5 Tips For First Time Gardeners

So you’re lookin’ to start your first garden but you’re also like “where do I start?”

We reached out to our friend and Earth’s Own Plant Project winner, Zoe from Lettuce Harvest to get her fav veggies for first time growers and to offer some tips on watering needs, light requirements, and anything else you may need to make your garden thrive.

Kale

Kale is hardy as heck and can grow even when it gets a little chilly outside. It’s a rad veggie for first time gardeners. Here are some simple tips to kill it with kale…

  • You can start planting in March when the heavy rains stop.
  • Prefers sun, but is also shade tolerant.
  • Well drained and nutrient rich soil is best.
  • Watch out for pests when they’re little! I recommend starting to grow your kale indoors or (pro-tip) buy transplants.
  • If you’re in a mild climate, like I am on the west coast of Canada, you can grow all winter
  • Avoid planting near nightshades.
  • Herbs and Kale are besties. Go ahead and grow ‘em together.

I plant my kale pretty close together which helps shade the soil and prevent drying out on hot summer days.

Peas

Delish to snack on, peas are an awesome early harvest. If you have the vertical space to let them grow, pea plants can get anywhere from 3ft to 8ft tall.

  • Peas like lots of sun, but they don’t like when it’s hot.
  • You want to get them in the ground as soon as possible. Here on the West Coast of Canada you can start planting them as early as mid/late February.
  • Well drained soil is best, with lots of organic matter.
  • Peas make great companion plants for tons of veggies and herbs, but you want to avoid onions.

Radishes

Radishes are great to plant super early and easy to grow in any sized garden. And you don’t need heaps of patience for ‘em, some varieties mature in just over a month.

  • Radishes like nutrient rich soil.
  • If you’re lookin’ for a growing companion, they’re great with cucumbers and nasturtiums, not so great with brassicas.
  • They’re ready to harvest usually within 3 weeks of planting.
  • Either full sun or semi-shade, but make sure the soil doesn’t get too hot.
  • Radishes should never sit in water, but they do like sufficient moisture so that roots can grow plump.

Arugula

This peppery plant is delish to add a little plant-based spice to yo’ salads. And since it’s a pricier option at the grocery store, growing it yourself is a super smart option.

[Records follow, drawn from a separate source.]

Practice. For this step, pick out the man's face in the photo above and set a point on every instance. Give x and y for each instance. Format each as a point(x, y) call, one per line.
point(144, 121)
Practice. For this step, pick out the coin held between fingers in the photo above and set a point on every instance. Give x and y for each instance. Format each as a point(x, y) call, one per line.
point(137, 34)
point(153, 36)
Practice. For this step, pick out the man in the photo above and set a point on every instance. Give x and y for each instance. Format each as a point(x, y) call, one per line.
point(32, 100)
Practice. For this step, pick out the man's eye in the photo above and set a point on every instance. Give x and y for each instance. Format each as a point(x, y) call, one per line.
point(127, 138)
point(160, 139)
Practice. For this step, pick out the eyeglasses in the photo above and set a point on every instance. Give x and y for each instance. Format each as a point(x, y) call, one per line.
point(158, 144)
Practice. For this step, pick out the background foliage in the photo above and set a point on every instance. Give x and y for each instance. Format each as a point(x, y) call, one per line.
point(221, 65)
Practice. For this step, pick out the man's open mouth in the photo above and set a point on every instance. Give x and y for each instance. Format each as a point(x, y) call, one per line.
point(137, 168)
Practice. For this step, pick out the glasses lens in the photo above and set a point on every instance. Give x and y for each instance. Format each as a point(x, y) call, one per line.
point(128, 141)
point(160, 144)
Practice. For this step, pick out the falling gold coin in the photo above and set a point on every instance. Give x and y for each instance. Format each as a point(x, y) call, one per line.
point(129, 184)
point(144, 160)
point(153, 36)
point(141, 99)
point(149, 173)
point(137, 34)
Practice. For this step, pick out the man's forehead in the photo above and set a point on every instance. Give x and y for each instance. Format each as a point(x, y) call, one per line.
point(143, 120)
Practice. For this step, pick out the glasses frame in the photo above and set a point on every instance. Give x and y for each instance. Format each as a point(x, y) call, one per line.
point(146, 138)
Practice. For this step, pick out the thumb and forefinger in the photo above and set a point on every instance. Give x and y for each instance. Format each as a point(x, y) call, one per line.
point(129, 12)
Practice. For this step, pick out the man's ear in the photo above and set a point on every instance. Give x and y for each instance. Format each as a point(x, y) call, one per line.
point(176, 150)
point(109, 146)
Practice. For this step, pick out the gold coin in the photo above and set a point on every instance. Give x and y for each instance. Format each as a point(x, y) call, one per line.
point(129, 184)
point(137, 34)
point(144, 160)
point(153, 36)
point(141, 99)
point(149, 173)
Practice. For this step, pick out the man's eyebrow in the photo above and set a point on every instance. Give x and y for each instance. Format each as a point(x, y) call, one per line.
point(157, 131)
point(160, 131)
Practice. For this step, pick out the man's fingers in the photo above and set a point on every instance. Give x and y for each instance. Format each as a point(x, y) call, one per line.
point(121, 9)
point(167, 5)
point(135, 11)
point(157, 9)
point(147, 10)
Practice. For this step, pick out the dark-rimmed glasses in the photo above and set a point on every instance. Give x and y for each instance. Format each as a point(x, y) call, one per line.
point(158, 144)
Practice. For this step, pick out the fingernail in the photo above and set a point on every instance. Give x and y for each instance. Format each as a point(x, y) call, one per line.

  • Arugula likes lots of sun but not too much heat.
  • I recommend planting early in the spring or late in the summer.
  • Arugula can manage with some shade.
  • Can thrive in a lot of soil variants.
  • Arugula is a pretty versatile plant and works well with a variety of veggies.

Mint

Big pro-tip: keep Mint in a pot! This is a really well adapted plant and will spread like crazy. Bonus, it’s not too picky about what it needs.

  • Mint is a very versatile plant, and different varieties can tolerate different amounts of shade.
  • If you plant it directly into soil, even a few inches of root can completely regenerate the plant – and if it’s neglected and looks really sad, add some water to the roots and it should come back really quickly.
  • It is a great pest deterrent, but should be kept in containers around other plants to avoid it taking over the space.

Overall tips to make yo’ garden grow:

Make sure you give your plants enough water, especially if there is exposed soil or it’s extra hot. If you’re planting in containers, it can be a fine balance between making sure the soil is draining well and ensuring you’re not washing out a lot of the nutrients. For this reason, container plants often require more check-ins and adjustments as the season progresses.

The plants listed above are generally pretty easy to manage and get a harvest from. Before getting started, take some time to assess your space and your needs – there’s no point in growing something you don’t like to eat!

My biggest piece of advice is to look at your space, determine what you want to grow, and what the specific requirements will be. The germination/seedling phase can be the most difficult, so if you’re able to, buying established seedlings can be a great place to start.

Most of all, have fun and enjoy all the fresh, delish eats you’ll be growin’ yo’self!